Protein complex prediction via verifying and reconstructing the topology of domain-domain interactions
1 Institute for Advanced Biosciences, Keio University, 403-1, Daihoji, Tsuruoka, Yamagata 997-0017, Japan
2 Systems Biology Program, Graduate School of Media and Governance, Keio University, Endo 5322, Fujisawa, Kanagawa 252-8520, Japan
3 Faculty of Environment and Information Studies, Keio University, Endo 5322, Fujisawa, Kanagawa 252-8520, Japan
4 Graduate School of Science and Technology, Keio University, 3-14-1 Hiyoshi, Kohoku, Yokohama, Kanagawa 223-8522, Japan
5 IBM Research - Tokyo, 1623-14 Shimo-tsuruma, Yamato, Kanagawa, 242-8502 Japan
6 Graduate School of Information Science and Technology, The University of Tokyo, 7-3-1 Hongo, Bunkyo-ku, 113-8656 Tokyo, Japan
BMC Bioinformatics 2010, 11:350 doi:10.1186/1471-2105-11-350Published: 28 June 2010
High-throughput methods for detecting protein-protein interactions enable us to obtain large interaction networks, and also allow us to computationally identify the associations of proteins as protein complexes. Although there are methods to extract protein complexes as sets of proteins from interaction networks, the extracted complexes may include false positives because they do not account for the structural limitations of the proteins and thus do not check that the proteins in the extracted complex can simultaneously bind to each other. In addition, there have been few searches for deeper insights into the protein complexes, such as of the topology of the protein-protein interactions or into the domain-domain interactions that mediate the protein interactions.

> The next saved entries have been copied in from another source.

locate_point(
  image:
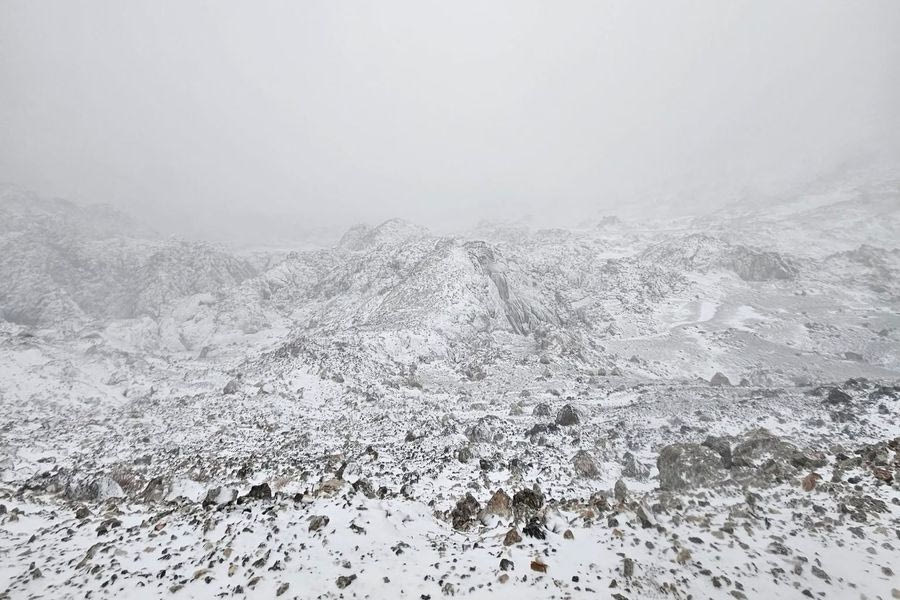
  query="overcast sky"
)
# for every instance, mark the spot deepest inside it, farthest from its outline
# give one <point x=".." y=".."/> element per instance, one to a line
<point x="442" y="112"/>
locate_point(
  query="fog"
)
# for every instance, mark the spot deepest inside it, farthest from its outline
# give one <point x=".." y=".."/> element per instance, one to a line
<point x="208" y="117"/>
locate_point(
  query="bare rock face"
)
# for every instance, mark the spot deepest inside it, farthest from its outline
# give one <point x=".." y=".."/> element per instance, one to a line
<point x="484" y="430"/>
<point x="499" y="505"/>
<point x="567" y="416"/>
<point x="633" y="468"/>
<point x="585" y="465"/>
<point x="719" y="380"/>
<point x="838" y="396"/>
<point x="467" y="508"/>
<point x="686" y="466"/>
<point x="759" y="446"/>
<point x="541" y="409"/>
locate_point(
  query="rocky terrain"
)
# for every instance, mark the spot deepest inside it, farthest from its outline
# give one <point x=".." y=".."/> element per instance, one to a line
<point x="703" y="407"/>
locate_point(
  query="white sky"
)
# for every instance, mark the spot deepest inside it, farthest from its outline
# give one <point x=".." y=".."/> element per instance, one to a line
<point x="441" y="112"/>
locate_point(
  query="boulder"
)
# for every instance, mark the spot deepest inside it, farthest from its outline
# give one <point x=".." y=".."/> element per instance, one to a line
<point x="485" y="430"/>
<point x="567" y="416"/>
<point x="719" y="380"/>
<point x="585" y="465"/>
<point x="686" y="466"/>
<point x="633" y="468"/>
<point x="465" y="511"/>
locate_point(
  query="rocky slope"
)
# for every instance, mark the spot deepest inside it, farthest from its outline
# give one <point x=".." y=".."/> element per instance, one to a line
<point x="694" y="408"/>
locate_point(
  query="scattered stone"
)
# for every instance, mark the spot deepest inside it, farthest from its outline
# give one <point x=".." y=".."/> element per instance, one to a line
<point x="567" y="416"/>
<point x="261" y="491"/>
<point x="512" y="537"/>
<point x="467" y="508"/>
<point x="633" y="468"/>
<point x="837" y="396"/>
<point x="719" y="380"/>
<point x="317" y="522"/>
<point x="541" y="409"/>
<point x="528" y="498"/>
<point x="500" y="505"/>
<point x="686" y="466"/>
<point x="620" y="491"/>
<point x="585" y="465"/>
<point x="539" y="566"/>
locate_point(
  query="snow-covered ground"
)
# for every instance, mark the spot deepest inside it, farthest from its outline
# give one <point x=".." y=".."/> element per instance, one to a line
<point x="708" y="408"/>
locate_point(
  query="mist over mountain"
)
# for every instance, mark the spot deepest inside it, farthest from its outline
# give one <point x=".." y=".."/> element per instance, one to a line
<point x="327" y="300"/>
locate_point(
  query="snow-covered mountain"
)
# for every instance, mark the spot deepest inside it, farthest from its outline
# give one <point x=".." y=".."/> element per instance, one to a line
<point x="709" y="397"/>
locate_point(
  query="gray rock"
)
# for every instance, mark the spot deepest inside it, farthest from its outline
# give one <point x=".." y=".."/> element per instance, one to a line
<point x="620" y="491"/>
<point x="633" y="468"/>
<point x="467" y="508"/>
<point x="542" y="409"/>
<point x="759" y="446"/>
<point x="722" y="446"/>
<point x="719" y="380"/>
<point x="686" y="466"/>
<point x="567" y="416"/>
<point x="585" y="465"/>
<point x="485" y="430"/>
<point x="232" y="387"/>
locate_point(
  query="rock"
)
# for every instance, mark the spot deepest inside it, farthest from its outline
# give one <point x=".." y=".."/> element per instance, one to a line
<point x="685" y="466"/>
<point x="633" y="468"/>
<point x="837" y="396"/>
<point x="620" y="491"/>
<point x="484" y="430"/>
<point x="541" y="409"/>
<point x="645" y="516"/>
<point x="567" y="416"/>
<point x="154" y="491"/>
<point x="722" y="446"/>
<point x="759" y="447"/>
<point x="512" y="537"/>
<point x="260" y="492"/>
<point x="464" y="513"/>
<point x="102" y="488"/>
<point x="719" y="380"/>
<point x="219" y="495"/>
<point x="529" y="499"/>
<point x="499" y="505"/>
<point x="809" y="459"/>
<point x="585" y="465"/>
<point x="317" y="522"/>
<point x="539" y="566"/>
<point x="809" y="482"/>
<point x="535" y="528"/>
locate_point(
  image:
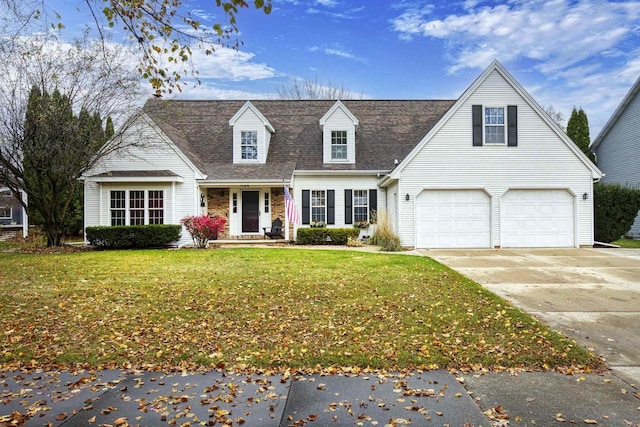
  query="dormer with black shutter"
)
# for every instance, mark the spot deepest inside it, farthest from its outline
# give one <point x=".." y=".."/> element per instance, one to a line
<point x="495" y="125"/>
<point x="251" y="135"/>
<point x="339" y="135"/>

Here, we introduce a combinatorial approach for prediction of protein complexes focusing not only on determining member proteins in complexes but also on the DDI/PPI organization of the complexes. Our method analyzes complex candidates predicted by the existing methods. It searches for optimal combinations of domain-domain interactions in the candidates based on an assumption that the proteins in a candidate can form a true protein complex if each of the domains is used by a single protein interaction. This optimization problem was mathematically formulated and solved using binary integer linear programming. By using publicly available sets of yeast protein-protein interactions and domain-domain interactions, we succeeded in extracting protein complex candidates with an accuracy that is twice the average accuracy of the existing methods, MCL, MCODE, or clustering coefficient. Although the configuring parameters for each algorithm resulted in slightly improved precisions, our method always showed better precision for most values of the parameters.
Our combinatorial approach can provide better accuracy for prediction of protein complexes and also enables to identify both direct PPIs and DDIs that mediate them in complexes.